6 Key Strategies to Reduce Prior Authorization Delays and Denials

Medical insurance form with a stethoscope, pills, and an ‘Authorized’ stamp symbolizing streamlined prior authorization processes.

February 17, 2026

Obtaining prior authorization continues to be one of the most tedious forms of administration in patient care delivery. Although insurers use it to control expenses and verify appropriateness of treatments, many healthcare providers experience long delays with requests for documentation being lost or denied, and an increased volume of prior authorization denials. In many or most cases, a delay in treatment, frustration for patients, and disruption to the flow of revenue can occur as a result of these issues.

Additionally, the 2026 CPT coding updates are expected to introduce new documentation and coding requirements, which may further impact how providers manage prior authorization workflows. To solve the problem of obtaining prior authorizations in 2026, the best chance of success would be found through a combined effort among providers, payers, and patients with the use of improved systems (workflow and technology) with the help of an implementation expert. Below are some examples of how providers can expedite the approval process and reduce denials.

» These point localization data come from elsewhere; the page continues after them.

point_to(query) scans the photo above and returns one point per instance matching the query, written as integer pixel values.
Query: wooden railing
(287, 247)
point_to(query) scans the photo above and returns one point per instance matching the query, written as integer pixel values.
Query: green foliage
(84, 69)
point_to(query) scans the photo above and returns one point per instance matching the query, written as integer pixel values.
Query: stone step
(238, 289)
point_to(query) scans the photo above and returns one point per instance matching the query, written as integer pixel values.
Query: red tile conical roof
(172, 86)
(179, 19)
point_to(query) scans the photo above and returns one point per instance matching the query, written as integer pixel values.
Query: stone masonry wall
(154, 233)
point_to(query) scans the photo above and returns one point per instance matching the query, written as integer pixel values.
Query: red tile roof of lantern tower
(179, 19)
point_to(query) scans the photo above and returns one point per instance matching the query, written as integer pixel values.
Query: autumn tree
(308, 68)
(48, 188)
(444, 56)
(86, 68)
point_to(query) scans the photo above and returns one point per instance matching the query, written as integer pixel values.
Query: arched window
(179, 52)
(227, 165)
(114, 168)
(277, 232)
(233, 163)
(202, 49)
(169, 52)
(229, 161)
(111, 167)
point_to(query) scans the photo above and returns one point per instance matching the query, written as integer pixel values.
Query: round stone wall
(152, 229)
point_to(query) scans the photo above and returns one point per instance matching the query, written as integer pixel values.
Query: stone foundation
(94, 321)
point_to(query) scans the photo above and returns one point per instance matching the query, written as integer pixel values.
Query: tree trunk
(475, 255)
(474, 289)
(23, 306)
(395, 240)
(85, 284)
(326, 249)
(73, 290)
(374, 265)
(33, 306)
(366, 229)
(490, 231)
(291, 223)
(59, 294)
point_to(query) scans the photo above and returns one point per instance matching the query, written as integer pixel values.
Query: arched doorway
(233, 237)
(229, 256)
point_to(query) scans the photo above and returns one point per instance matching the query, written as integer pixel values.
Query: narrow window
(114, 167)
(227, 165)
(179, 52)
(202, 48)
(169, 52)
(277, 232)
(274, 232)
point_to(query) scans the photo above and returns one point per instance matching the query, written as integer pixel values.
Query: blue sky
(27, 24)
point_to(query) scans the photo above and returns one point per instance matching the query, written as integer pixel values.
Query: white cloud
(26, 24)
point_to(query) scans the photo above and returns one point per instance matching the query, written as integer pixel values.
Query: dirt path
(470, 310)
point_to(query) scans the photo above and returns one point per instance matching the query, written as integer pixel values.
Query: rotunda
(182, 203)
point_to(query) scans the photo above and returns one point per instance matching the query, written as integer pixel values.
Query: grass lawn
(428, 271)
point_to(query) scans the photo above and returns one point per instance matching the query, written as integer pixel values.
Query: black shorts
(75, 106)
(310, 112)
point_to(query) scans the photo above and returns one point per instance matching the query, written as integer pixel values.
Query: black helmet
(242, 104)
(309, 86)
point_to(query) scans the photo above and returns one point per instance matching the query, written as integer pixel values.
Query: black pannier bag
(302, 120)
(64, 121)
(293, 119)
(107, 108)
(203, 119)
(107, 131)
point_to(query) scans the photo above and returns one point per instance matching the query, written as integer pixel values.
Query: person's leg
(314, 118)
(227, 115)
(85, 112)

1. Start the Authorization Process Early

 

One of the most common causes of prior authorization denials is late submission. When prior authorizations are requested only days before a procedure, even small documentation gaps can result in postponed care.

 

2. Educate Front-End Staff on the Authorization Process

 

The front desk and scheduling departments are integral to the overall authorization process. If these departments do not identify services that require authorization, the order may be placed too late. Training should include:

  •  Recognizing the types of procedures that require prior authorization
  •  Confirming the requirements of the patient’s insurance company
  •  Gathering accurate patient and referral information
  •  Escalating urgent authorization requests

Trained front office staff can greatly reduce the likelihood of errors occurring prior to initiating the authorization process. This can help to increase the flow of factors like reimbursement.

 

3. Enhance Communication with Providers

 

Authorizations often become stalled as a result of the provider’s lack of understanding regarding the necessary documentation or the provider’s delays in delivering notes. To increase coordination between the provider and the authorization team, you should:

  •  Utilize standard clinical documentation templates
  •  Establish internal timelines for provider submissions
  •  Provide feedback to physicians when an authorization is denied
  •  Designate a billing and clinical liaison
  • Another cause for concern is how other 

Increased collaboration between providers and the authorization team will improve the initial success of submitting all of the necessary information. All of the required data is needed for a successful submission of the claim. Any missing data will fail the claim.

 

4. Monitor Denial Trends and Payer Patterns

 

Not all denials are random. Many result from predictable payer rules or recurring documentation gaps. Analyzing authorization data helps practices identify patterns. Track:

  •  Denial rates by payer and procedure
  •  Most common missing documents
  •  Average approval turnaround time
  •  High-risk services requiring extra review

Understanding trends helps refine workflows and supports smarter prior authorization services planning.

 

5. Focus on High-Risk, High-Value Cases First

 

Certain approvals need to be tracked with more attention than others. For example, high-cost treatments, specialty service procedures, and time-sensitive services, etc. should be given priority when tracking them. The latter in particular has long been a key objective. Practices should:

 – Assign dedicated staff to complex cases

 – Have a pre-submission review for high-value items

 – Confirm authorization prior to the service date

 – Have resource appointment slots for approvals that have been delayed

By giving focused attention to these processes, it reduces disruptions in clinical practice and loss of revenue. 

 

6. Consider Professional Prior Authorization Support

 

With the complexity of payer requirements growing, many offices are now using a variety of ways to manage the workload by partnering with third-party prior authorization companies or outsourcing prior authorization. Benefits of utilizing an outside company:

  – Dedicated team members trained in each payer’s requirements

  – Fast submission times and submission to follow-up cycles

  – Reduced administrative burden for in-house staff

  – Improved approval rates due to documentation getting handled by knowledgeable professionals

 

Outsourcing to a prior authorization company like RCM Workshop will also allow for scaling at peak volumes of patients and short-staffing issues. Delays and denials of prior authorization create an ongoing operational challenge in today’s healthcare environment. During the first half of the 21st century, the populations of most industrialized countries are projected to become smaller and older in response to below-replacement fertility as well as increased longevity, exacerbating this problem. Starting authorization requests early, using standardized documentation, taking advantage of technology, and reviewing payer trends enable practices to dramatically shorten their timeframes for receiving approvals.

 

Using either home-grown or externally-provided prior authorization solutions as part of an improved internal workflow helps alleviate administrative burden on providers while ensuring patients have access to clinically appropriate care in a timely manner. Using a structured, proactive approach to manage the prior authorization process will not only reduce the number of prior authorization denials but it will also enhance the stability of revenue and overall operational efficiency of the practice.